The game has four difficulty settings that you can change anytime during the game. The four levels toggle assists like automatic transmission, automatic rider movement, crash recovery, extra brake power, and automatic braking. Those who don't know a lot about the dynamics of riding a motorcycle would do well to select some of the assists. With the difficulty set to "real," which offers no assists at all, Superbike 2000 becomes a serious challenge. Unlike cars, motorcycles don't have the luxury of turning and stopping on a dime, so you'll need to keep your eyes as far down the track as possible in anticipation of upcoming turns and traffic. A steady hand is necessary when taking turns, as too much braking will cause the bike to slide out from underneath the rider, and too much throttle will result in a spectacular crash.
In addition to simply keeping the bike on all two wheels, you also have to contend with constantly adjusting the rider's center of gravity.

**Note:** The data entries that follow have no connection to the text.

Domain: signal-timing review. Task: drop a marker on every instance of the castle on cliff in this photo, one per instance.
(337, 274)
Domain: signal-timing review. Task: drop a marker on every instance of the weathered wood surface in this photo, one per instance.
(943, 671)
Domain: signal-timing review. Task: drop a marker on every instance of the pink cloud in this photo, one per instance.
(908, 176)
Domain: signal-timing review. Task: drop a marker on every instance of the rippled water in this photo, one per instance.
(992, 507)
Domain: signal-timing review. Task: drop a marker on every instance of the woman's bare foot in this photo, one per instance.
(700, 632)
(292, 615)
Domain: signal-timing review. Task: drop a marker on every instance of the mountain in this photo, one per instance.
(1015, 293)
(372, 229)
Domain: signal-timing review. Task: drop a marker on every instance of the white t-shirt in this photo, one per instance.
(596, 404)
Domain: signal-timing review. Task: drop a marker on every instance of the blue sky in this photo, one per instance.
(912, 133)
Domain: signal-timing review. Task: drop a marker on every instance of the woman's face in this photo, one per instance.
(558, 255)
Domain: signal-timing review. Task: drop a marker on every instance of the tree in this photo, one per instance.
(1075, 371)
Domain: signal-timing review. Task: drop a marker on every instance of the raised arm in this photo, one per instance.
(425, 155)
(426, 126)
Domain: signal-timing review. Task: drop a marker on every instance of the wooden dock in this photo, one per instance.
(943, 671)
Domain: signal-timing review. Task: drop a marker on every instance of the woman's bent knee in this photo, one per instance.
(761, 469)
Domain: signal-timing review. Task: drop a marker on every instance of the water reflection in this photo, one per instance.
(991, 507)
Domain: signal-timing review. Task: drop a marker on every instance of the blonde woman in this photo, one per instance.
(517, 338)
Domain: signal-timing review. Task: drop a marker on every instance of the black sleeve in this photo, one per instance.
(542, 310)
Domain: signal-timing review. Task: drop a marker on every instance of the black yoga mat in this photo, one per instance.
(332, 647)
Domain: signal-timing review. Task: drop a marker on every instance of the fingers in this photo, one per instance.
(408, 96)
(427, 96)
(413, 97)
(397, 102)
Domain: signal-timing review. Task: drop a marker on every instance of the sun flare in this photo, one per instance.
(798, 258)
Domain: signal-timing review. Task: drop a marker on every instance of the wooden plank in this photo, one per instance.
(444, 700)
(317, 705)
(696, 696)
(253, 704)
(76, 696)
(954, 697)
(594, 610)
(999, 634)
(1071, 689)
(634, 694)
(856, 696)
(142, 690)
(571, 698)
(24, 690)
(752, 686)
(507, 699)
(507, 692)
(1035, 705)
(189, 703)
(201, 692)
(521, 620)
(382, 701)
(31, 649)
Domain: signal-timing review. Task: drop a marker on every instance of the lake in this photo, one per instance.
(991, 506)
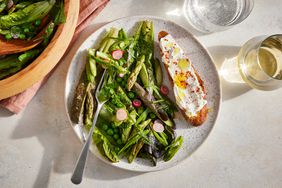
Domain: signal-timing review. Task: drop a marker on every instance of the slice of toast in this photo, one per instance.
(202, 114)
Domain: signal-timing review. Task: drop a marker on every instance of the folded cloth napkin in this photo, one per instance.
(88, 10)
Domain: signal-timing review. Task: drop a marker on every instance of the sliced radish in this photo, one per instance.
(121, 114)
(121, 75)
(117, 54)
(164, 90)
(158, 126)
(136, 103)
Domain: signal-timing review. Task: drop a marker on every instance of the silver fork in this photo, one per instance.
(80, 164)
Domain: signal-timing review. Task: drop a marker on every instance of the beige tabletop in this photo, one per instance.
(38, 148)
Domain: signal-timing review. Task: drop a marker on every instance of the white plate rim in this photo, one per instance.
(148, 17)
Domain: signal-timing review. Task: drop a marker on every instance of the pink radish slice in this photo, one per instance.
(136, 103)
(117, 54)
(158, 126)
(164, 90)
(121, 75)
(121, 114)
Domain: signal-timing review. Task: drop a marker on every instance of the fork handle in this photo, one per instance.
(80, 164)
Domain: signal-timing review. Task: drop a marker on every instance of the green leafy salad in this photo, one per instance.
(137, 119)
(23, 20)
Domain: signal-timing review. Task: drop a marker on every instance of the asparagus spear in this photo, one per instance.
(158, 72)
(108, 40)
(89, 106)
(135, 150)
(106, 61)
(127, 126)
(134, 74)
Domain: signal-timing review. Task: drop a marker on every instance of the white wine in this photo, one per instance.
(260, 64)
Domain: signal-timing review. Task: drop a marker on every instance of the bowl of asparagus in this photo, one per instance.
(34, 35)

Moving the rider to a higher position will allow for better cornering and stability through turns, while keeping him low and close to the bike will make for higher top speeds and stability through the straights. The manual rider adjustment and touchy bike controls might seem a burden at first, but die-hard motorcycle racing fans will undoubtedly welcome the game's sense of realism.
The bikes in Superbike 2000 include factory rides from Ducati, Honda, Suzuki, Yamaha, Kawasaki, and Aprilia. Each of the six bikes not only looks and sounds different, but has unique handling characteristics as well. For instance, the Ducati 996 SPS and Suzuki Alstare GSX-R750 aren't necessarily the quickest bikes on the field, but their overall stability is attractive to novices, while the brute force of the Honda RC45 and Kawasaki ZX-7RR is better suited for more aggressive racers. Though the difference between one bike and another won't be instantly apparent, you'll gradually settle on a favorite after a few laps with each.

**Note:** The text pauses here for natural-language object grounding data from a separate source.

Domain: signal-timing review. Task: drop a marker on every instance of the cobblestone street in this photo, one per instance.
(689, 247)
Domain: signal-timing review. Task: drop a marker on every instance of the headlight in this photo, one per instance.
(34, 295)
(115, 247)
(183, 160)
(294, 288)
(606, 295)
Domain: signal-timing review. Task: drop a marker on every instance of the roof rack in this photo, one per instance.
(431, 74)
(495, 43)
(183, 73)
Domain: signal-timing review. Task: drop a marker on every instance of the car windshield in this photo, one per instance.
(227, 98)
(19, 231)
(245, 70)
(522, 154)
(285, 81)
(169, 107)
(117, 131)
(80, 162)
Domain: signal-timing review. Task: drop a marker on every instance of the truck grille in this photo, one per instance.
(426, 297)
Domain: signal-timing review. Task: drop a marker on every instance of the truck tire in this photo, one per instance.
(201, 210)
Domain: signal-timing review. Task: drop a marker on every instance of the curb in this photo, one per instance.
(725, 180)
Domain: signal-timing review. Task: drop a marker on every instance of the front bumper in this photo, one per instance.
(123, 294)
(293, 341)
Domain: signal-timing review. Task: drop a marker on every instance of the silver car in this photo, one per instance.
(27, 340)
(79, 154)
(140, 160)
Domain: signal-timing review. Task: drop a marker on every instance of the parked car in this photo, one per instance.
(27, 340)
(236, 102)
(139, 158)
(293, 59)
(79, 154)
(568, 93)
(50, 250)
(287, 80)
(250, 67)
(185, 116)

Superbike 2000 is built around an advanced version of the Superbike World Championship engine, and features bikes, riders, tracks, and scenery that look markedly improved over the original. The detail found in the bikes is quite impressive, as everything from the grooves in the front cross-drilled rotors to the aluminum-tipped exhaust pipes is clearly depicted and can be easily identified on all the bike models. Even details as minor as the glare coming off of the instrument cluster have been accounted for in Superbike 2000. The tracks and their surrounding environments are also accurately modeled after their real-world counterparts and are some of the best looking that you'll find in any racing game.
The rider animations don't look quite as good, but they do include an array of movements that capture the essence of motorcycle racing. For example, computer-controlled riders will constantly twist their heads sideways to take a look at the rest of the pack after each turn or shake their fists in anger after being cut off. In the first-person perspective, your rider's hand will twist progressively downward as you feed the throttle, and his left will work the clutch every time you shift gears. The realistic animations, coupled with the game's crisp graphics, result in replays that are the closest a racing game has ever come to rendering TV-quality visuals on the PC.
There's no soundtrack of any kind during races in Superbike 2000, and the sporadic commentary from the game's British announcer comes only during the start of each race and after a crash. However, the engine noises and exhaust notes have all been sampled from real-world bikes and don't ever become overly annoying as is common in some racing games.
Both visually and technically, Superbike 2000 is an accurate representation of SBK racing that will appeal to novice and expert racers alike. Once you get past the learning curve, you'll find Superbike 2000 to be one of the most realistic racing games to date.